Figure 6Assessment of AC-16 fuel oxidation in response to IFN-γ and TNF-α stimulation. Oxygen consumption rate of 48h IFN-γ (10 ng/ml) and TNF-α (5 ng/ml)-stimulated AC-16 cells was obtained in Seahorse XFe24 Analyzer. Arrows show injection of inhibitors (combined or not) of molecules specific to different fuel oxidation pathways, such as; BPTES, inhibitor of glutaminase GLS1 (KGA, glutamine pathway), etomoxir, inhibitor of carnitine palmitoyltransferase-1 (CPT-1, fatty acid pathway) and UK5099, inhibitor of the mitochondrial pyruvate carrier (MPC, glucose pathway). (A–F) OCR dependency of glutamine, fatty acid oxidation and glucose. (G–L) OCR capacity of glutamine, fatty acid oxidation and glucose. (M) Global fuel oxidation. Standard error of the mean in line graphs. Standard deviation is from ≥9 independent measurements. *p < 0.05; **p < 0.01; ****p < 0.0001 Mann-Whitney test.
Figure 7Gene expression analysis on AC-16 cardiomyocytes. Cells were stimulated with IFN-γ (10 ng/ml) or TNF-α (5 ng/ml) or IFN-γ + TNF-α during 1 or 6 or 12 or 24 or 48h. On cardiomyocytes stimulated with TNF-α 1052 DEGs were detected whereas on cardiomyocytes stimulated with IFN-γ 769 DEGs were detected. Finally, on cardiomyocytes stimulated 48h with IFN-γ + TNF-α 1443 DEGs were detected. Venn diagram describes the DEGs shared by the various stimulations. Each stimulation was performed 4 times (4n).
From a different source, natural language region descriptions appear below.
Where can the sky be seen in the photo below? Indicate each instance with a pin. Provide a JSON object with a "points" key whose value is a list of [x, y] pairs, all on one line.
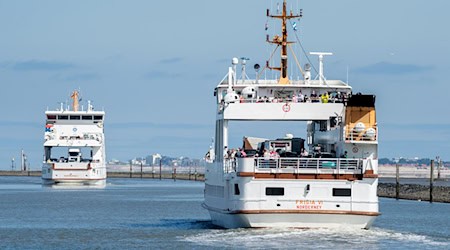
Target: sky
{"points": [[153, 66]]}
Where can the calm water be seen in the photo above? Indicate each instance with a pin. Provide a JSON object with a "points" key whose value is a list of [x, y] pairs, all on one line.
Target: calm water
{"points": [[148, 214]]}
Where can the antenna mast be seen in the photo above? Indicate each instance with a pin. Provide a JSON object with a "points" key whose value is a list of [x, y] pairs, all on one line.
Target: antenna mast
{"points": [[283, 42], [74, 97]]}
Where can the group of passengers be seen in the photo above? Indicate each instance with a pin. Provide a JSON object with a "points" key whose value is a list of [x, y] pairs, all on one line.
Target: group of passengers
{"points": [[326, 97], [232, 154]]}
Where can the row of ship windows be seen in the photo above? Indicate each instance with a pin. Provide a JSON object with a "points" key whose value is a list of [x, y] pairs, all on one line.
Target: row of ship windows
{"points": [[277, 191], [75, 117]]}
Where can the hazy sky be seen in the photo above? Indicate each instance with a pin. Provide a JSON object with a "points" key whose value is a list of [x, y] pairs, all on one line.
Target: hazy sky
{"points": [[153, 65]]}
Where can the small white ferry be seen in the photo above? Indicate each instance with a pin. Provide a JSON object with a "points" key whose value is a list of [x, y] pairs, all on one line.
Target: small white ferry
{"points": [[74, 145], [328, 178]]}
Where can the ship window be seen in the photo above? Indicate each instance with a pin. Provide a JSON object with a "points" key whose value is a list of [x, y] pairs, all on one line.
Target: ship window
{"points": [[275, 191], [342, 192]]}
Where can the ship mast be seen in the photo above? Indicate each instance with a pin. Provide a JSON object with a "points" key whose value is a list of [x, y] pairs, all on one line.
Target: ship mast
{"points": [[74, 97], [283, 42]]}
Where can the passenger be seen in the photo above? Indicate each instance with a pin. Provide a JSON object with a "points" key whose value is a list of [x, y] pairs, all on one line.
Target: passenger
{"points": [[242, 152], [274, 154], [325, 97], [233, 153], [301, 97], [225, 152], [304, 153], [338, 97], [314, 97]]}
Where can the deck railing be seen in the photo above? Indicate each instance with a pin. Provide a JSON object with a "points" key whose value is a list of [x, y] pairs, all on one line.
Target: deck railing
{"points": [[352, 135], [294, 165], [308, 163]]}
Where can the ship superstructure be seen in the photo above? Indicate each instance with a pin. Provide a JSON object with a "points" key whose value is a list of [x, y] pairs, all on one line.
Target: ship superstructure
{"points": [[74, 145], [328, 178]]}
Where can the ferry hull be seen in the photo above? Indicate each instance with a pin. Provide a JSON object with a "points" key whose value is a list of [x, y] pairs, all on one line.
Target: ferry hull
{"points": [[292, 220], [93, 182]]}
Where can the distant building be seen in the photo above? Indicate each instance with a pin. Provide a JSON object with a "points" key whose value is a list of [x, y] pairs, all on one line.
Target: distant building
{"points": [[153, 159]]}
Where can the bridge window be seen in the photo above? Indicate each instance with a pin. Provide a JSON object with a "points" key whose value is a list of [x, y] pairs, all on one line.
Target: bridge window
{"points": [[274, 191], [342, 192], [236, 189]]}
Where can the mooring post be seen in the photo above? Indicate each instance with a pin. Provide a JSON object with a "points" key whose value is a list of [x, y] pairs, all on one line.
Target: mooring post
{"points": [[431, 180], [397, 181]]}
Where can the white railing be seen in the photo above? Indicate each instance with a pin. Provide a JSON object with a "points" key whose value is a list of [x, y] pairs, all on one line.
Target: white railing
{"points": [[352, 135], [309, 163]]}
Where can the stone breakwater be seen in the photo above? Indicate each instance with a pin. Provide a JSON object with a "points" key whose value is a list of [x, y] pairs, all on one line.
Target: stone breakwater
{"points": [[415, 192]]}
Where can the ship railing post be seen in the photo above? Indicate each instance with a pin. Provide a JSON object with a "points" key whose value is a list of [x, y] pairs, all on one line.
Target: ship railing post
{"points": [[397, 181], [338, 165], [131, 169], [160, 168], [431, 180], [195, 173]]}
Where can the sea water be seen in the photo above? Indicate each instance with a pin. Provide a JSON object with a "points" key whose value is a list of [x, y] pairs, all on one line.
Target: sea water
{"points": [[167, 214]]}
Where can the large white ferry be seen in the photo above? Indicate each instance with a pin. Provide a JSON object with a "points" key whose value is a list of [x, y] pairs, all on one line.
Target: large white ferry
{"points": [[326, 179], [74, 145]]}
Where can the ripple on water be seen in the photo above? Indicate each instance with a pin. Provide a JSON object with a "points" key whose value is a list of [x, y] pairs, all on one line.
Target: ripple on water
{"points": [[314, 238]]}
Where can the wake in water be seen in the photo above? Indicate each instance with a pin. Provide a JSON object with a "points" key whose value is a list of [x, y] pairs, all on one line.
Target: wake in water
{"points": [[314, 238]]}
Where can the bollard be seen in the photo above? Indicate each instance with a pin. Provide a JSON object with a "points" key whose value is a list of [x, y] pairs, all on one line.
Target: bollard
{"points": [[131, 169], [397, 181], [431, 180]]}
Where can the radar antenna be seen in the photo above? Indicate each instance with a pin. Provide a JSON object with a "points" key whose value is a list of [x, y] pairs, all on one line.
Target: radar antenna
{"points": [[321, 54], [283, 42], [74, 96]]}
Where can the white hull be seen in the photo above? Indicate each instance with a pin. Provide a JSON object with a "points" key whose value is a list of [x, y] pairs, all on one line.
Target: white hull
{"points": [[90, 182], [293, 220]]}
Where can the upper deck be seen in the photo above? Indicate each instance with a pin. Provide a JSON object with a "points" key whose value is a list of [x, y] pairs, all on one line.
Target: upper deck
{"points": [[269, 100], [74, 128]]}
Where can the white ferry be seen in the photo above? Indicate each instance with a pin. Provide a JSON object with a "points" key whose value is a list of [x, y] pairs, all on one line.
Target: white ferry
{"points": [[74, 146], [326, 179]]}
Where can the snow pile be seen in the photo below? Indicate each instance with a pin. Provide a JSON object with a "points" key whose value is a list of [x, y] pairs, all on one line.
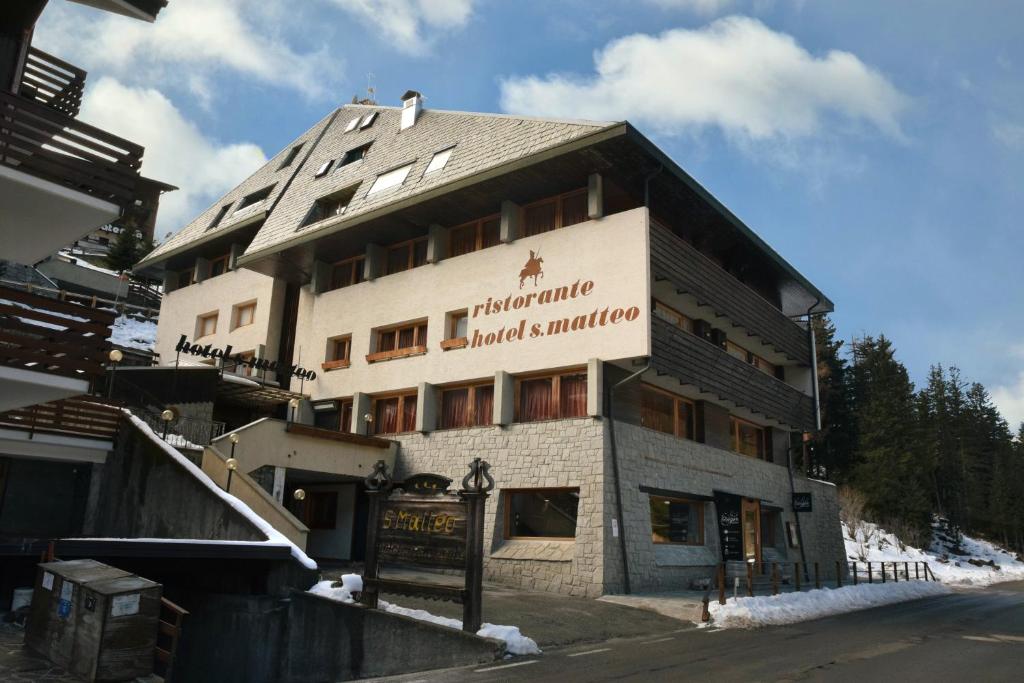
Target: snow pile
{"points": [[273, 536], [949, 564], [515, 642], [133, 333], [793, 607]]}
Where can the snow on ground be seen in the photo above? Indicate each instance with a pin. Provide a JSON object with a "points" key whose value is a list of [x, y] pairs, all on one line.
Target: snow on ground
{"points": [[794, 607], [871, 543], [133, 333], [515, 642]]}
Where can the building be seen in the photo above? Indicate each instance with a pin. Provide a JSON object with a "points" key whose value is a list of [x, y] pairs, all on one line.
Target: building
{"points": [[557, 297]]}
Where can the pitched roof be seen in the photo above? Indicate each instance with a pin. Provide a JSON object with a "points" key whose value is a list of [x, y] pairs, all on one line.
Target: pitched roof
{"points": [[479, 141]]}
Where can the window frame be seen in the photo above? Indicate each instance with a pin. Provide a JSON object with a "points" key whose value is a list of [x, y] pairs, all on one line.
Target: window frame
{"points": [[507, 495], [556, 393], [700, 542]]}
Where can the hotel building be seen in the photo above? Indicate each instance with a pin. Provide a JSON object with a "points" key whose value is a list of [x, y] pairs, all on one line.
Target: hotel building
{"points": [[557, 297]]}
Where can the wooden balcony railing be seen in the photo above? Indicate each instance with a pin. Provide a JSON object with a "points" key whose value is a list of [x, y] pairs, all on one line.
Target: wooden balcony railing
{"points": [[47, 335], [697, 363], [55, 146], [53, 82], [82, 416], [692, 272]]}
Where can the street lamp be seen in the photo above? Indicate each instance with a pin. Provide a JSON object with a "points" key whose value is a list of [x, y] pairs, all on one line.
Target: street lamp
{"points": [[167, 416], [116, 356]]}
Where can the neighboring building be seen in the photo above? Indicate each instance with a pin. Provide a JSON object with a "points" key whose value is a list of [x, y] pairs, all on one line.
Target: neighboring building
{"points": [[556, 297]]}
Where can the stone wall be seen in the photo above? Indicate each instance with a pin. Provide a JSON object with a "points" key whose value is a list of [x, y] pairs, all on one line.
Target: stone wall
{"points": [[558, 453]]}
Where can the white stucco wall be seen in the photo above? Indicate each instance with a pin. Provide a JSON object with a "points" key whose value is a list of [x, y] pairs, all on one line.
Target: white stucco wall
{"points": [[610, 253], [180, 308]]}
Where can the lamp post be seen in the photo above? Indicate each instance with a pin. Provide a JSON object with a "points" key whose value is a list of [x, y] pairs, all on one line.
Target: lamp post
{"points": [[116, 356], [167, 416]]}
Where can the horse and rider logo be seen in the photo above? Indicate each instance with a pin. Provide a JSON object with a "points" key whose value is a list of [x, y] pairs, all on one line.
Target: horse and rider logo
{"points": [[534, 268]]}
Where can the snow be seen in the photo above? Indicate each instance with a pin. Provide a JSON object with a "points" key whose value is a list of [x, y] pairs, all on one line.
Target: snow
{"points": [[870, 543], [273, 536], [515, 642], [793, 607], [134, 333]]}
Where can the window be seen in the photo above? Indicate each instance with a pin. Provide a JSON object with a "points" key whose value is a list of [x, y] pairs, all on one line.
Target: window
{"points": [[218, 266], [406, 255], [393, 415], [467, 407], [221, 212], [399, 341], [555, 212], [390, 179], [438, 161], [339, 351], [368, 121], [666, 413], [672, 315], [541, 513], [552, 397], [676, 520], [243, 314], [748, 438], [347, 272], [253, 199], [474, 236], [292, 154], [352, 156], [332, 205], [323, 170]]}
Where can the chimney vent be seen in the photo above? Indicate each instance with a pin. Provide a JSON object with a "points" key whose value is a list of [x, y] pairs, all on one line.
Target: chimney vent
{"points": [[412, 104]]}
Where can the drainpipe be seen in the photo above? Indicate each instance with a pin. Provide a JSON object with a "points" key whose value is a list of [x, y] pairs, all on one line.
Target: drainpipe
{"points": [[614, 470]]}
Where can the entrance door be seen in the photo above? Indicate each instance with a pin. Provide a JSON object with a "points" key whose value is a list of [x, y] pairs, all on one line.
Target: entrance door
{"points": [[751, 510]]}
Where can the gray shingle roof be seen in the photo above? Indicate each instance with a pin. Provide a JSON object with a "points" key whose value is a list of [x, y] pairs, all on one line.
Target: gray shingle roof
{"points": [[481, 141]]}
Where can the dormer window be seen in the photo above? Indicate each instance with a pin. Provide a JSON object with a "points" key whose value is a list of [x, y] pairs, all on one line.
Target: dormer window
{"points": [[253, 199]]}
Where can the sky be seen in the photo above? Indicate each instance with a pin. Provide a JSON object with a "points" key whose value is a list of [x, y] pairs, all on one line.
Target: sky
{"points": [[878, 145]]}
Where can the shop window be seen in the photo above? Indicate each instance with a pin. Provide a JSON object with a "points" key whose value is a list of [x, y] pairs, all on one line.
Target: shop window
{"points": [[474, 236], [243, 314], [206, 325], [541, 513], [349, 271], [552, 397], [676, 520], [406, 255], [393, 415], [748, 438], [666, 413], [467, 407]]}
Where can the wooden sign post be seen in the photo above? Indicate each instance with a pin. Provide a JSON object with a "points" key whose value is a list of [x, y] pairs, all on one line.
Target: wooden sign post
{"points": [[420, 522]]}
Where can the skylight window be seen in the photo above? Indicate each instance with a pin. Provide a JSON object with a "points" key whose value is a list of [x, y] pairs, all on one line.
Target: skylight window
{"points": [[438, 160], [352, 156], [390, 179], [253, 199], [292, 154], [322, 171], [368, 121]]}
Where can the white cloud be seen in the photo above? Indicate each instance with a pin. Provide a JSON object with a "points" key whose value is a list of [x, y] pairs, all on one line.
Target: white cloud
{"points": [[406, 23], [1010, 400], [735, 74], [189, 39], [176, 152]]}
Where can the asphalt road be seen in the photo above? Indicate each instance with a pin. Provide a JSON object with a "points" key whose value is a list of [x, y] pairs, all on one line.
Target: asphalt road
{"points": [[969, 636]]}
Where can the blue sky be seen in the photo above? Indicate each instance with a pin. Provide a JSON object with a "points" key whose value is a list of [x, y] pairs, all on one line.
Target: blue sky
{"points": [[878, 145]]}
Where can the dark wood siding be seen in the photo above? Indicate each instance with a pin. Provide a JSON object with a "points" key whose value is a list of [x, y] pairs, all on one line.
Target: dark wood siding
{"points": [[691, 272], [694, 361]]}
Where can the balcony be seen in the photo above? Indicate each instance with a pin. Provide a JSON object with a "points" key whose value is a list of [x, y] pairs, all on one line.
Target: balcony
{"points": [[699, 364], [49, 349], [691, 272]]}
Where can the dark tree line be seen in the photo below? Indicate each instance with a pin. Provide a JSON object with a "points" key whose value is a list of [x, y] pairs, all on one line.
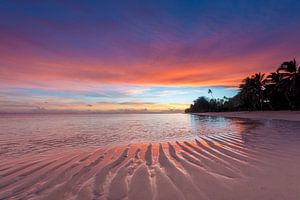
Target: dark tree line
{"points": [[280, 90]]}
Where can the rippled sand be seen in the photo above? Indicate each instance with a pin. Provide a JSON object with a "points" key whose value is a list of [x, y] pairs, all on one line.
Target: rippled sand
{"points": [[258, 164]]}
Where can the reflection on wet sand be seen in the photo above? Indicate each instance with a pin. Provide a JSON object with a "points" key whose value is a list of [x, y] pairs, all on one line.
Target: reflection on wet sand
{"points": [[255, 163]]}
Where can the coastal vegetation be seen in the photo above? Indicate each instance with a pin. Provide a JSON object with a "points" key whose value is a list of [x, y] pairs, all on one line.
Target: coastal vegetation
{"points": [[279, 90]]}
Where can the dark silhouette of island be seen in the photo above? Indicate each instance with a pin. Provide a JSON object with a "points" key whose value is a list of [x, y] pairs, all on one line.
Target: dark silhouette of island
{"points": [[280, 90]]}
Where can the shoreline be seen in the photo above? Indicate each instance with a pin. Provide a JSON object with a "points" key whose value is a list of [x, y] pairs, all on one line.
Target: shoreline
{"points": [[259, 115]]}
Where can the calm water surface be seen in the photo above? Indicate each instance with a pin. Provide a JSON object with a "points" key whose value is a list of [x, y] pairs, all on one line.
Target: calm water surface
{"points": [[21, 134]]}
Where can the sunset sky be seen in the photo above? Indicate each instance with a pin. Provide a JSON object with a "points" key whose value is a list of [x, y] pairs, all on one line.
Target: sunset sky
{"points": [[137, 55]]}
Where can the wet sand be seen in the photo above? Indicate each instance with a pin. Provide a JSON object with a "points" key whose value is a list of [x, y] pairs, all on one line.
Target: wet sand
{"points": [[260, 163]]}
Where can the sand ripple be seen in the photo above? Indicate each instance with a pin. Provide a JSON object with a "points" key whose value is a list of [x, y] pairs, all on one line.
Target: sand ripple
{"points": [[220, 166]]}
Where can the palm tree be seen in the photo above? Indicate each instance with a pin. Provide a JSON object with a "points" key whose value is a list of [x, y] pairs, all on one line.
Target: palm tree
{"points": [[251, 91], [210, 92], [290, 73]]}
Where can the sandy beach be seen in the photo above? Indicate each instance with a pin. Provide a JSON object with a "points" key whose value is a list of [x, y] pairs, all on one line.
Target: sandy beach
{"points": [[261, 162]]}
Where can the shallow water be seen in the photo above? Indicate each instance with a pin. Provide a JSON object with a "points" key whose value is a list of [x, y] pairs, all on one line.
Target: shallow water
{"points": [[29, 133], [148, 156]]}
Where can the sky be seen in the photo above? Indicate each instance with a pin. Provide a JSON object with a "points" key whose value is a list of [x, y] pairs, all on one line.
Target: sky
{"points": [[135, 55]]}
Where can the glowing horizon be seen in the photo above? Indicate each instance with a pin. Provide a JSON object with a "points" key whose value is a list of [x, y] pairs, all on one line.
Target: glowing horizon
{"points": [[154, 56]]}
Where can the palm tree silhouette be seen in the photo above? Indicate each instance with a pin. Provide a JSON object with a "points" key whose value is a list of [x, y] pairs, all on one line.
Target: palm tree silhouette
{"points": [[290, 75], [210, 92]]}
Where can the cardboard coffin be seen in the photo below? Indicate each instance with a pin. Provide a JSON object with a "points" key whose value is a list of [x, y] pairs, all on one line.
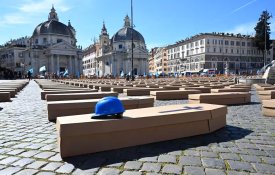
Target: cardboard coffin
{"points": [[76, 107], [168, 87], [173, 94], [44, 93], [4, 96], [82, 135], [11, 91], [105, 88], [5, 86], [223, 98], [229, 90], [266, 88], [139, 91], [202, 89], [119, 89], [266, 95], [268, 108], [79, 96]]}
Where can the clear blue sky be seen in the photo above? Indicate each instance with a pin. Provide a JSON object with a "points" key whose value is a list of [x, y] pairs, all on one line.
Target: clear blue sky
{"points": [[161, 22]]}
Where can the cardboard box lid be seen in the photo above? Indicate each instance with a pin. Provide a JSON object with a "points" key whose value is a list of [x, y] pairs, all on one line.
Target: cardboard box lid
{"points": [[269, 103], [267, 92], [187, 88], [230, 90], [139, 118], [163, 92], [219, 95], [84, 94], [71, 104]]}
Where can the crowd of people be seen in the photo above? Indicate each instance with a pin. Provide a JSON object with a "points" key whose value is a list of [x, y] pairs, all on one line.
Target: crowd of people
{"points": [[8, 74]]}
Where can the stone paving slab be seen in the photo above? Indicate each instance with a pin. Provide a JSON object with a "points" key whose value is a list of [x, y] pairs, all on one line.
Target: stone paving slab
{"points": [[28, 145]]}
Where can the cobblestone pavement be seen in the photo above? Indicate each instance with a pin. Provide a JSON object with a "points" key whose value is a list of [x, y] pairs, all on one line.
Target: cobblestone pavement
{"points": [[28, 145]]}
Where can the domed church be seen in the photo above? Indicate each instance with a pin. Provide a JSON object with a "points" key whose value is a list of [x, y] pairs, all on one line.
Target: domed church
{"points": [[53, 45], [115, 54]]}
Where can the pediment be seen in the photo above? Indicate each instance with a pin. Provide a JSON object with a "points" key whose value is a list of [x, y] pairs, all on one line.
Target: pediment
{"points": [[62, 46]]}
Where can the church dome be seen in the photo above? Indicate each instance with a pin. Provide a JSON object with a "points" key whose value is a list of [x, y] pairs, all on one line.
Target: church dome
{"points": [[125, 34], [53, 27]]}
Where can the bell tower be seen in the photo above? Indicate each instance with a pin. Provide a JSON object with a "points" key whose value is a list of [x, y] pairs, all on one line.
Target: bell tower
{"points": [[104, 36], [53, 15], [127, 22]]}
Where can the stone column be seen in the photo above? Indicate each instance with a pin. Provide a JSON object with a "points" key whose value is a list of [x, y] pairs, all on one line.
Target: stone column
{"points": [[52, 64], [58, 66], [75, 66], [70, 65]]}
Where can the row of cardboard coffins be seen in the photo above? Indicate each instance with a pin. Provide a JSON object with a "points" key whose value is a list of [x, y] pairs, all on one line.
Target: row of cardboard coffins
{"points": [[144, 83], [266, 93], [142, 123], [9, 89]]}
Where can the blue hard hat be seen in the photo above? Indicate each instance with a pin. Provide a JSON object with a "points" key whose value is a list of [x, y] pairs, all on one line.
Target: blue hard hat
{"points": [[108, 107]]}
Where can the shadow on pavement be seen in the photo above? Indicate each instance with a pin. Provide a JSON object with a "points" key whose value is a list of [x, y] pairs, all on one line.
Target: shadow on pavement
{"points": [[89, 161]]}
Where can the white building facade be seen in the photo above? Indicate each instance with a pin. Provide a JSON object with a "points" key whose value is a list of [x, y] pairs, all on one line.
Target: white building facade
{"points": [[235, 53], [114, 56], [53, 45]]}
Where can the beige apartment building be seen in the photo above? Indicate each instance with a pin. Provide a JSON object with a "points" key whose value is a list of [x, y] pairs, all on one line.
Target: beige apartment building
{"points": [[223, 52]]}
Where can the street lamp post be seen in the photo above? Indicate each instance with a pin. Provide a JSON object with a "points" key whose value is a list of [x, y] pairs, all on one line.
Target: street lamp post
{"points": [[265, 42], [132, 26]]}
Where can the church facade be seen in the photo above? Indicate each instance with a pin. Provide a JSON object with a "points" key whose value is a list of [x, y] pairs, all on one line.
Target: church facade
{"points": [[52, 45], [113, 56]]}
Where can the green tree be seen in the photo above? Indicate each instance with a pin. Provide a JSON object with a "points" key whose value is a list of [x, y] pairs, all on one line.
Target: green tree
{"points": [[262, 36]]}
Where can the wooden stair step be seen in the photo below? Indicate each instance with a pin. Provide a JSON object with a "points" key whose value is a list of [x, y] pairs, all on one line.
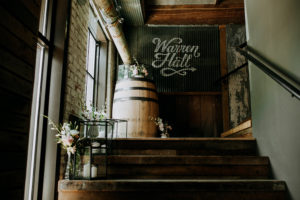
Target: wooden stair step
{"points": [[176, 167], [172, 189], [184, 146]]}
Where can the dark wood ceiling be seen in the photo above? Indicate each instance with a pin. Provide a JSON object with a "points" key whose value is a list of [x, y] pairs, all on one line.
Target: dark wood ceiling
{"points": [[220, 12]]}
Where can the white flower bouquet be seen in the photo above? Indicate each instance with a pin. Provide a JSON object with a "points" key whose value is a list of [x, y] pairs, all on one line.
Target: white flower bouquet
{"points": [[138, 70], [67, 135], [162, 126]]}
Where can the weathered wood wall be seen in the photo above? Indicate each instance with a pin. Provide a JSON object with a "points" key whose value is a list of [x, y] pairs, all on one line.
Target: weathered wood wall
{"points": [[192, 114], [238, 83], [19, 22]]}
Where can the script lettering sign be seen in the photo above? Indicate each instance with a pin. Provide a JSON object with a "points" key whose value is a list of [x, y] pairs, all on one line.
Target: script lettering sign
{"points": [[166, 56], [179, 59]]}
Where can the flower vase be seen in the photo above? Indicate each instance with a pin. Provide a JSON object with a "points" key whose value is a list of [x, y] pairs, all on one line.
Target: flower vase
{"points": [[164, 134], [68, 173], [138, 76], [93, 131]]}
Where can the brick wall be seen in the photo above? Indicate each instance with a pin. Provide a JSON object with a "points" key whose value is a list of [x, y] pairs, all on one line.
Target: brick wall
{"points": [[76, 63], [76, 66]]}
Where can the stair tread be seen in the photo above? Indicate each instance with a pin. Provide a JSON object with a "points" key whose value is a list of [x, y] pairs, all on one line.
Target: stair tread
{"points": [[172, 185], [187, 160], [183, 146]]}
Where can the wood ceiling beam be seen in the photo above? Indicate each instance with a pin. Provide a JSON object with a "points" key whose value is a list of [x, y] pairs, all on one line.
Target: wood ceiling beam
{"points": [[221, 13]]}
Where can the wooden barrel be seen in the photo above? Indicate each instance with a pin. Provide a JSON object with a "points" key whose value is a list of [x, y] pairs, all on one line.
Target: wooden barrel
{"points": [[136, 99]]}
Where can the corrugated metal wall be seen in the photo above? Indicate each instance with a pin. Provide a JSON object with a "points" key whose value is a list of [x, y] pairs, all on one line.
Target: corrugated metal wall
{"points": [[207, 65]]}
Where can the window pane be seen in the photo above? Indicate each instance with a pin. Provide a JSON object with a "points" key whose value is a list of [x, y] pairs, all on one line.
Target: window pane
{"points": [[89, 91], [91, 55]]}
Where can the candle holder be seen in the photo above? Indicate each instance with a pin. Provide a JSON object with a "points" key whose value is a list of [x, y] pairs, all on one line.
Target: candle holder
{"points": [[90, 159], [93, 147]]}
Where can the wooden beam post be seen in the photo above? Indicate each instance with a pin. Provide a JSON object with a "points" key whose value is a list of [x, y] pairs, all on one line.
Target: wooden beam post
{"points": [[223, 65]]}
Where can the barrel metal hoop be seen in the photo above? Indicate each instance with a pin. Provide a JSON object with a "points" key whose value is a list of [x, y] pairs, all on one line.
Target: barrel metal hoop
{"points": [[136, 98], [136, 79], [135, 88]]}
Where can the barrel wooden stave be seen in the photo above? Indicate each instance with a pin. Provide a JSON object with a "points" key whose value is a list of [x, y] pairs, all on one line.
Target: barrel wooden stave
{"points": [[136, 100]]}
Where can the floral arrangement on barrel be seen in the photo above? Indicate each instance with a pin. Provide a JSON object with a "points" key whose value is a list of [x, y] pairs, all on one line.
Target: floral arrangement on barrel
{"points": [[67, 135], [138, 70], [162, 126]]}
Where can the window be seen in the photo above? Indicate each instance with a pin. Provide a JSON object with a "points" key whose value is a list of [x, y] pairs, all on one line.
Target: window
{"points": [[92, 71]]}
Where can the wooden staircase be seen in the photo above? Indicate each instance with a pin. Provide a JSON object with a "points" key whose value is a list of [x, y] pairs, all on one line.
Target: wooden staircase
{"points": [[189, 168]]}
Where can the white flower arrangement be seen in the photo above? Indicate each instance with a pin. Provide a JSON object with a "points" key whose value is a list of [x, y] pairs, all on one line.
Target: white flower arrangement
{"points": [[138, 69], [67, 135], [162, 126]]}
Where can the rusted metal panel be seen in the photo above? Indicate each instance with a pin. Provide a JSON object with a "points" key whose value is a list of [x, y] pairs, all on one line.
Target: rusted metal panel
{"points": [[181, 58]]}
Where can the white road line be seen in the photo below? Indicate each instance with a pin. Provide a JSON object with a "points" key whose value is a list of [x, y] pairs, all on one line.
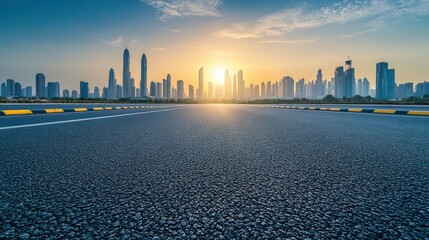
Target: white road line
{"points": [[86, 119]]}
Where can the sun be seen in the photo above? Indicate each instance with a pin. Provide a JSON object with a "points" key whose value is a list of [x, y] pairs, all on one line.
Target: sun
{"points": [[218, 75]]}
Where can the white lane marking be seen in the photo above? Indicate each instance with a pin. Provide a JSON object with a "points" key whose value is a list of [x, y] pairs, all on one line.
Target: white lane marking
{"points": [[86, 119]]}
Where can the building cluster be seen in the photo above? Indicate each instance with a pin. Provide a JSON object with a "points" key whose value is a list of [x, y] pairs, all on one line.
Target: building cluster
{"points": [[342, 84]]}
Figure 8Proposed model for the mitochondrial dysfunction in Chagas disease cardiomyopathy. Left panel: in summary, our results showed that heart tissues from CCC patients have increased production of RNS and reduced content of mitochondrial DNA in comparison with patients with DCM. Similarly, stimulation of AC-16 cardiomyocytes with IFN-γ/TNF-α increased ROS, RNS and proton leak, impaired ΔΨm, depleted ATP production and changed the metabolic profile of the cells. Right panel: in our rescue model, we showed that pharmacological inhibition of molecules involved in the IFN-γ/TNF-α/NF-κB/NOS2 pathway ameliorated the ΔΨm and NO production. Additionally, activation of AMPK/SIRT1 and NRF2 had beneficial impact on the ΔΨm. Thus, we hypothesize that mitochondrial dysfunction is driven by the excessive production of IFN-γ/TNF-α in CCC myocardium and is an essential component for the poor prognosis of Chagas disease cardiomyopathy. Mitochondria-targeted therapies might improve CCC disease progression. Compounds in yellow are inhibitors; Compounds in light green are agonists. Connecting arrows indicate activation and flat line means inhibitory interaction. Red and green arrows indicate the changes observed before and after treatment with the compounds.